Serena had risen likewise. A spot of colour burned on either of her cheeks. Her eyes snapped. She carried her small head high. Her presence asserted itself quite forcibly. Her skirts rustled. At that moment she was young and very passably pretty—an elegant spirited Serena of eighteen, rather than a faded and, alas! spiteful Serena of close upon fifty.

"Oh! really, I think it was just as well you did not call, Dr. Nevington," she cried. "I do not think it would have been in the least suitable. Of course I may be wrong, but I do not think you would have found anything to like in Mr. Iglesias. There was so much that was never really explained about him.—You know you acknowledged that yourself at one time, Rhoda. But now you and George seem to have gone round again completely.—One cannot help knowing he associated with such very odd people; and then the way in which he turned Roman Catholic, all of a sudden, really was disgraceful."

Dr. Nevington's cold, watchful glance steadied on to the speaker, then travelled to the two other members of the little company in sharp inquiry. George Lovegrove's innocent countenance bore an expression of agonised entreaty, of yearning, of apology, yet of defiance. The corners of Rhoda's mouth drooped, her large soft cheeks shook; yet she stood firm, her sorrow tempered, and her whole warm-hearted person rendered stubborn, by virtuous indignation.

"You forget yourself greatly, Serena," she said, "and when you have time to think it over will repent having passed such cruel remarks. They are liable to create a very wrong impression, and cannot fail to cause severe pain to others."

For an appreciable space the clergyman hesitated. But Slowby and the bishopric were ahead of him; Trimmer's Green and all its quaint unimportant little inhabitants behind. She was tedious, no doubt; but her sister promised to be very useful, so he threw in his lot with Serena.

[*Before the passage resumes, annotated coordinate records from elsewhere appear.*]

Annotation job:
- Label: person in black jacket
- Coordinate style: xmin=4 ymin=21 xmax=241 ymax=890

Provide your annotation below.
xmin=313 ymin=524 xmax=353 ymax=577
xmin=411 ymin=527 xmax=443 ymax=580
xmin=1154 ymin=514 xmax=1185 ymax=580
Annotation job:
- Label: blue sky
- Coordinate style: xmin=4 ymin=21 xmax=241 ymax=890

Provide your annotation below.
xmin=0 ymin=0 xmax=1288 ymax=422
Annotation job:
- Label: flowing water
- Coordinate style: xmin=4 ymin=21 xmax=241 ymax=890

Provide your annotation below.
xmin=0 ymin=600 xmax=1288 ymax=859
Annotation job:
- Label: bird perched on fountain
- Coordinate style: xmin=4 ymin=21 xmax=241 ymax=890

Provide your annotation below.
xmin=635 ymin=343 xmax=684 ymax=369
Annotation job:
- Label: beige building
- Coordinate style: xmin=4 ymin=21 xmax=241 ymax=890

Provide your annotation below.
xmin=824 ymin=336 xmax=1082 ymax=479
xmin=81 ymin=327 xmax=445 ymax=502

"Ah, well, ah, well, for I my part I admire zeal, I must confess, Mrs. Lovegrove," he said. "No doubt these terrible lapses will occur. Superstition and bigotry will claim their victims even in our enlightened century, and this free England of ours. I would not judge the case of this poor fellow, Iglesias, too harshly. Race influences are strong; and we of the Anglo-Saxon stock, with our enormous advantages of brain, and grit, and hard-headed manliness of character, can afford—deeply though we deplore their weakness and errors—to be lenient toward the less favoured foreigner. Our mission is to educate him.—And this I think you should not have forgotten, Lovegrove. You should have acted upon it. You should have brought your unfortunate friend to me. I should have been quite willing to give him half an hour, or even longer. A few facts, a little plain speaking, might have saved him from more than I quite care to contemplate, both here and hereafter.—However, good-bye to you, Mrs. Lovegrove. You are starting, too, Miss Serena? Assure your good, kind sister, when you write, how gladly Mrs. Nevington and I shall avail ourselves of her proffered hospitality."

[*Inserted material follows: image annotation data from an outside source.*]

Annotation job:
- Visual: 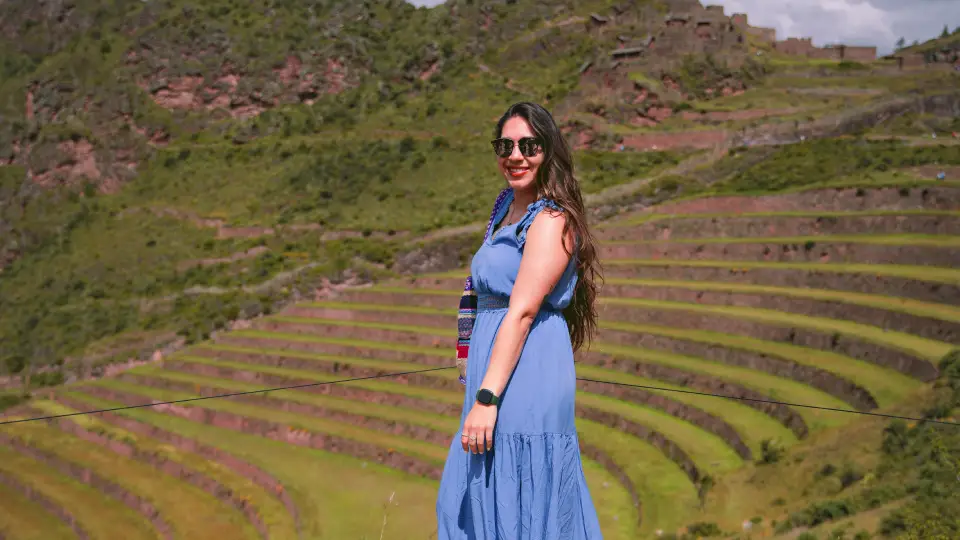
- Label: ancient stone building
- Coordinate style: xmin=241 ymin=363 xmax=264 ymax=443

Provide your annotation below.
xmin=774 ymin=38 xmax=877 ymax=62
xmin=730 ymin=13 xmax=777 ymax=45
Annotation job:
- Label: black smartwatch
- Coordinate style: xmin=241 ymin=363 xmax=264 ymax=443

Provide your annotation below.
xmin=477 ymin=388 xmax=500 ymax=405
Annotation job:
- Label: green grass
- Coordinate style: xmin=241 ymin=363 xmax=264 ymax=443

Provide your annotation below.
xmin=600 ymin=259 xmax=960 ymax=284
xmin=0 ymin=438 xmax=158 ymax=540
xmin=255 ymin=308 xmax=846 ymax=425
xmin=580 ymin=456 xmax=637 ymax=540
xmin=176 ymin=348 xmax=752 ymax=470
xmin=604 ymin=278 xmax=960 ymax=322
xmin=601 ymin=298 xmax=953 ymax=363
xmin=59 ymin=391 xmax=446 ymax=540
xmin=68 ymin=386 xmax=636 ymax=540
xmin=0 ymin=483 xmax=76 ymax=540
xmin=595 ymin=343 xmax=849 ymax=429
xmin=577 ymin=419 xmax=697 ymax=537
xmin=233 ymin=323 xmax=449 ymax=356
xmin=9 ymin=422 xmax=259 ymax=540
xmin=193 ymin=344 xmax=463 ymax=403
xmin=603 ymin=234 xmax=960 ymax=248
xmin=577 ymin=364 xmax=797 ymax=456
xmin=290 ymin=286 xmax=916 ymax=405
xmin=601 ymin=322 xmax=923 ymax=406
xmin=31 ymin=400 xmax=297 ymax=539
xmin=81 ymin=379 xmax=445 ymax=463
xmin=577 ymin=392 xmax=743 ymax=475
xmin=180 ymin=350 xmax=752 ymax=470
xmin=132 ymin=362 xmax=459 ymax=433
xmin=597 ymin=209 xmax=960 ymax=230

"Don't fret, don't take it too much to heart, Georgie dear," the wife said soothingly later. "The vicar did seem very stern, but that was owing to Serena. I am afraid she's a terrible mischief-maker, is Serena. She turns things inside out so in saying them, that you do not recognise your own words again. All this afternoon she was most trying. If Dr. Nevington heard the real story, he would never blame you. You must not fret."

"I am not fretting about Dr. Nevington," he answered, "but about Dominic. I am afraid we shall not have him with us very much longer, Rhoda."

"Oh! dear, oh! dear, you don't mean it? Never!" she cried in accents of genuine distress. "Did you see him, Georgie?"